Do patrimonialismo exacerbado do Estado Liberal caminhamos em direção à solidariedade social.

O positivismo estrito deu lugar a um direito principiológico, amparado em valores fundamentais, que devem pairar, soberanamente, sobre o texto da lei.

Novos paradigmas, emanados da Carta Magna, passaram a inspirar o direito privado, tornando cada vez mais tênue a velha dicotomia entre o direito público e o privado.

Fácil será compreender o imediato e decisivo impacto que estes novos valores provocaram no mundo dos contratos imobiliários, tão impregnados de densidade social e econômica.
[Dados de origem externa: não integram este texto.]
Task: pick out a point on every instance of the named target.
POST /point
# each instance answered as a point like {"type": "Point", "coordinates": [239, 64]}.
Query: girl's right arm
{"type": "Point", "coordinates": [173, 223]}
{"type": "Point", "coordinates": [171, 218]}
A função social e a boa-fé objetiva passaram a ser cláusulas implícitas em todos os contratos, especialmente os imobiliários, o que permitirá ao Poder Judiciário aferir se eles estão atendendo ao interesse coletivo e se os contratantes estão se conduzindo como se conduziriam homens honestos.
No passado, não muito distante, o mercado de compra e venda de imóveis era regido pelos princípios da autonomia da vontade e do pacta sunt servanda, levados ao exagero, como verdadeiros dogmas, e era exercido de maneira quase amadorística, sem que houvesse mecanismos eficientes para proteger os construtores e os adquirentes de imóveis.

O Código Bevilacqua, fiel à tradição liberal, pouco interferia na formulação dos contratos imobiliários, e o Estado entendia que seu único dever era o de assegurar a liberdade das partes, no momento da celebração do contrato, como se bastasse ela para garantir seu equilíbrio ético e econômico, o que se revelou, com o tempo, uma das mais perversas falácias.

Muitos empreendimentos imobiliários eram lançados, sem a menor base de sustentação jurídica e econômica, atraindo iludidos compradores, ávidos pela realização do acalentado sonho da casa própria.

No curso da construção, eram as obras abandonadas, surgindo, no perfil urbano, os trágicos “esqueletos”, que eram o mais eloqüente atestado da insegurança jurídica e da falta de uma legislação adequada, capaz de assegurar, o mais possível, o cumprimento dos contratos.

A disciplina do condomínio voluntário, constante do Código Civil passado, era de todo inadequada para os novos tempos de concentração urbana, com a inevitável necessidade de criar novas unidades habitacionais, capazes de absorver a demanda cada vez mais aquecida.

A perversa especulação do solo urbano, cada vez mais inacessível às classes média e pobre, fez surgir o fenômeno da verticalização das cidades, “empilhando” as moradias umas sobre as outras e obrigando as pessoas a viverem confinadas em espaços cada vez menores.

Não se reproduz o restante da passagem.